Australian rare earth mining company Northern Minerals reported that cybercriminals stole sensitive corporate secrets from its systems shortly after the government forced several Chinese investors to divest their shares.

Northern Minerals, which owns the mineral-rich Browns Range project in Western Australia, announced Tuesday that it discovered the cybersecurity breach in late March. They enlisted the Australian Cyber Security Center, the Office of the Australian Information Commissioner, and external cybersecurity consultants to investigate.

"The stolen data included corporate, operational, financial information, and some details of current and former personnel and shareholders. Notifications to affected individuals are ongoing," said Northern Minerals. The incident did not materially impact operations or broader systems. However, some data has been released on the dark web.

The Browns Range project, rich in dysprosium and terbium essential for electric vehicles, wind turbines, and defense, is on the northern edge of the Tanami Desert. China currently mines 99% of the world's dysprosium.

The announcement followed Treasurer of Australia Jim Chalmers' order for five China-linked investors to divest their 10.4% shareholding. The decision aims to protect national interests and comply with the foreign investment framework.

The BianLian ransomware group listed Northern Minerals as a victim, claiming to have stolen 1.65 gigabytes of corporate data, including operational, strategic, geological, financial, competitor research, shareholder, potential investor, corporate email, and employee personal data.

The U.S. Cybersecurity and Infrastructure Security Agency (CISA) reported that BianLian has targeted U.S. and Australian critical infrastructure since June 2022, primarily for extortion.
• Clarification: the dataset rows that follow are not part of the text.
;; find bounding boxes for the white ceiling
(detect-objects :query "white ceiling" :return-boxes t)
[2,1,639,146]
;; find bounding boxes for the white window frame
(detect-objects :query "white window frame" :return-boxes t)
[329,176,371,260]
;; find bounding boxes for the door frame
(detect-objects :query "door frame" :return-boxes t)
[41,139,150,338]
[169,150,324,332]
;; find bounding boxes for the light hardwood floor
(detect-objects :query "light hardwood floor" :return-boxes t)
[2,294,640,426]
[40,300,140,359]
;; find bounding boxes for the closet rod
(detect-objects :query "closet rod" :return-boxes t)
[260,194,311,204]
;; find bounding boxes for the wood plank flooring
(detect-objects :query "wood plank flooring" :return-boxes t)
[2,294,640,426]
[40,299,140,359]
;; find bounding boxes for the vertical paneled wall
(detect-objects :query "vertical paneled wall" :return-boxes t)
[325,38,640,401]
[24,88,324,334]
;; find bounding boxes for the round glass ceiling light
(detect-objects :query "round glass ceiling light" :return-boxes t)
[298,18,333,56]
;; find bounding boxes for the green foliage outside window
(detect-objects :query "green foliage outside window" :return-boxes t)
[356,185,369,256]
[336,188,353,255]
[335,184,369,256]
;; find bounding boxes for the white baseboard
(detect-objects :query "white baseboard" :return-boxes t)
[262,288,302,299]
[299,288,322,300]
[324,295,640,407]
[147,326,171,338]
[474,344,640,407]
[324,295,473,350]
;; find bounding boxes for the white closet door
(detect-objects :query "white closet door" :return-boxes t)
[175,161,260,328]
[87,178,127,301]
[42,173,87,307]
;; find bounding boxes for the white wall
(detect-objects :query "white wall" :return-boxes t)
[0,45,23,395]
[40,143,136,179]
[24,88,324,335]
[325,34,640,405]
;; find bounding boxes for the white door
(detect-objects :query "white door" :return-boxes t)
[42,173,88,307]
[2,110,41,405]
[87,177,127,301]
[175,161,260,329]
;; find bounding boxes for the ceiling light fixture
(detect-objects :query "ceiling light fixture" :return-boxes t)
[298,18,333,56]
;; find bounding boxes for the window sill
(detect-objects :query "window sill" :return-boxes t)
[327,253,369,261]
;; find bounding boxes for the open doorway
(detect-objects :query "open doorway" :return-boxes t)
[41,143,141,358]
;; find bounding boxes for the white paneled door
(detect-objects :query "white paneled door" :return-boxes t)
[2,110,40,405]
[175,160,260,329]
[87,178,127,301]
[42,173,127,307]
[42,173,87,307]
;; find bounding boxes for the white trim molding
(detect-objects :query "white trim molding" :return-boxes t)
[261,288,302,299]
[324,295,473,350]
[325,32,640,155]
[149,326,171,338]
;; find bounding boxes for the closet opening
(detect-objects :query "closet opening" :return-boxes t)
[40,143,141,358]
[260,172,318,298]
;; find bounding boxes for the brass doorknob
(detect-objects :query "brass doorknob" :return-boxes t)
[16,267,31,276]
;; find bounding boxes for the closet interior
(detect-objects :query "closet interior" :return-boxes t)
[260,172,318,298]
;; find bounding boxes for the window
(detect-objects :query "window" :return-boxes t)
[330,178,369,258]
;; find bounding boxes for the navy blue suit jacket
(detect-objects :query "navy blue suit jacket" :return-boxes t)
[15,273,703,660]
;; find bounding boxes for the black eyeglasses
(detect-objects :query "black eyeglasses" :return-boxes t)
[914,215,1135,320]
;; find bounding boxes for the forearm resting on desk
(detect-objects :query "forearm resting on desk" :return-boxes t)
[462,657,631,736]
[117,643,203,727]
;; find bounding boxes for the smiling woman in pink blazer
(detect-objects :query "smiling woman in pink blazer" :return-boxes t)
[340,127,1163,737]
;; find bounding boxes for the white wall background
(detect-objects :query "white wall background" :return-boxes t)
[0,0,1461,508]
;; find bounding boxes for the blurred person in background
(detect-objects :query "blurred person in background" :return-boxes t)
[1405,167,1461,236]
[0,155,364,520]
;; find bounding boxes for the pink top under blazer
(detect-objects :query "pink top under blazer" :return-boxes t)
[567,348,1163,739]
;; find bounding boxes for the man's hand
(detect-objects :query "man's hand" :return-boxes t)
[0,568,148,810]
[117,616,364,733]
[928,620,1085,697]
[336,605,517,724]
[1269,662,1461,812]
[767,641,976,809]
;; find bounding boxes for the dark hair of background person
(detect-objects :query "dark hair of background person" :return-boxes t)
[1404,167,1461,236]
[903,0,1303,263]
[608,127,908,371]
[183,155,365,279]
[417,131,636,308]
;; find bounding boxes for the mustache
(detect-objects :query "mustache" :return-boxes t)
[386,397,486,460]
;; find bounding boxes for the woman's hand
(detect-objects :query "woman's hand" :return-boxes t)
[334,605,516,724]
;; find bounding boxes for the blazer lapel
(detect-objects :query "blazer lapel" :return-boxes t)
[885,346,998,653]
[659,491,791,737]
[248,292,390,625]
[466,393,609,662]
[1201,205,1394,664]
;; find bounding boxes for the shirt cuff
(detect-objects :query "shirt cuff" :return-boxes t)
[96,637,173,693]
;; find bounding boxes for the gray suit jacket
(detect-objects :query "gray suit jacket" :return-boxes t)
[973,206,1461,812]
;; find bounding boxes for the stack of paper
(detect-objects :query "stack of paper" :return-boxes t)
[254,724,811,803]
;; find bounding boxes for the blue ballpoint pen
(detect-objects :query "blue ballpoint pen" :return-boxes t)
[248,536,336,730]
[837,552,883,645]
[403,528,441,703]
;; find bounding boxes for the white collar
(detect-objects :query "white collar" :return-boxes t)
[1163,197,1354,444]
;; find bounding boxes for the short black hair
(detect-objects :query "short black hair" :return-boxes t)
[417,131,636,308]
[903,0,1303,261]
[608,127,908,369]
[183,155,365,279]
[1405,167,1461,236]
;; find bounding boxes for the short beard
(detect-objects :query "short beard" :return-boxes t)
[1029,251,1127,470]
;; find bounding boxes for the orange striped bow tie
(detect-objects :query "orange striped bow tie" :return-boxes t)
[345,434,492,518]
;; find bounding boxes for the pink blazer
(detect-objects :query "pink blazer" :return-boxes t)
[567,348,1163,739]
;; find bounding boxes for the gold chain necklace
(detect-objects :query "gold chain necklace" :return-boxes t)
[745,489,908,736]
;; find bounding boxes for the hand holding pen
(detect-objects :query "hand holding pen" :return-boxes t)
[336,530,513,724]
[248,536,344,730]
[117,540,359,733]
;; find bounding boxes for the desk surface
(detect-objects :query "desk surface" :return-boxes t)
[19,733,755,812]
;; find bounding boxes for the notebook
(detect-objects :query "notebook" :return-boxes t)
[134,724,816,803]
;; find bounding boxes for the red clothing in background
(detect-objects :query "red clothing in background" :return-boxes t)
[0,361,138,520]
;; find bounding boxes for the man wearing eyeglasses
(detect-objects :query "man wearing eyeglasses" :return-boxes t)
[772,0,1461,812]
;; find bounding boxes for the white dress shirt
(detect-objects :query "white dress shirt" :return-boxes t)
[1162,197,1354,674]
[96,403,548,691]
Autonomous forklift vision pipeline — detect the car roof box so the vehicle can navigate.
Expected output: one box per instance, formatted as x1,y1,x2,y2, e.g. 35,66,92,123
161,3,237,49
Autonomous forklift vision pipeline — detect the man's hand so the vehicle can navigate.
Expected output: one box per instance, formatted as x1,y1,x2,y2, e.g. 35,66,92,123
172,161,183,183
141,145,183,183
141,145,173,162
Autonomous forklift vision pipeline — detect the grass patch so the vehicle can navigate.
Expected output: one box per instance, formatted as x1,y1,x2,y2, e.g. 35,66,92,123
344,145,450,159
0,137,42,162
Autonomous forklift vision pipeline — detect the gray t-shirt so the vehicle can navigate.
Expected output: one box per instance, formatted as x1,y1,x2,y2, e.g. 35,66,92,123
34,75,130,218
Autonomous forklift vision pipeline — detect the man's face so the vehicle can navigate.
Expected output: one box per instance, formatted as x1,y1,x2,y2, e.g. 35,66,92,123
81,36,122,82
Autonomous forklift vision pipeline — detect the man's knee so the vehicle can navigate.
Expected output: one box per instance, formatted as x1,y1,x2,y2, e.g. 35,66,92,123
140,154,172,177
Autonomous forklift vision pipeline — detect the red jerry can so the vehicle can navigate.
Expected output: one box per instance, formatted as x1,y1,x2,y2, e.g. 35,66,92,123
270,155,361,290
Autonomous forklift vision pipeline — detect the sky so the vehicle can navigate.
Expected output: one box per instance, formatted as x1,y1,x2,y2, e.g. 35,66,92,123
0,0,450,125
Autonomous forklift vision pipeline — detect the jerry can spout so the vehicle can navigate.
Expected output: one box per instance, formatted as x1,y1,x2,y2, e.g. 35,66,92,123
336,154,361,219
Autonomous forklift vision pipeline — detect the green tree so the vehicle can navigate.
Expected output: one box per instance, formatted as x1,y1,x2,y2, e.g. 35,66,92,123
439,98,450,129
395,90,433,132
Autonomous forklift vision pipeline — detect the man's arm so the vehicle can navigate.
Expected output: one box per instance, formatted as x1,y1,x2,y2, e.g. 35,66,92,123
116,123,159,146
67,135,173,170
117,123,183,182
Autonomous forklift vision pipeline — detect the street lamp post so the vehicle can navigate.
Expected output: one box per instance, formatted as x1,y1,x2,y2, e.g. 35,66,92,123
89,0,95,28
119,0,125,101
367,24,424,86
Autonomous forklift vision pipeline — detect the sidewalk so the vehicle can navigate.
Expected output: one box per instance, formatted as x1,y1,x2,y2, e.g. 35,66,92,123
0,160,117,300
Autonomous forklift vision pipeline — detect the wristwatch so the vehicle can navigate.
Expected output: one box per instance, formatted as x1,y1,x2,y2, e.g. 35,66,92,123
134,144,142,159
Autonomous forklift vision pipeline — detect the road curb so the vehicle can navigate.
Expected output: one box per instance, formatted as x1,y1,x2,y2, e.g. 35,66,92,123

The group exploits compromised Remote Desktop Protocols and uses open-source tools for credential harvesting and data exfiltration. Recently, BianLian shifted to exfiltration-based extortion, aligning with Northern Minerals' statement that the breach did not affect broader systems or operations.

Although not classified as a nation-state actor, cybersecurity company Resecurity found links between BianLian and other ransomware groups with IP addresses traced to China.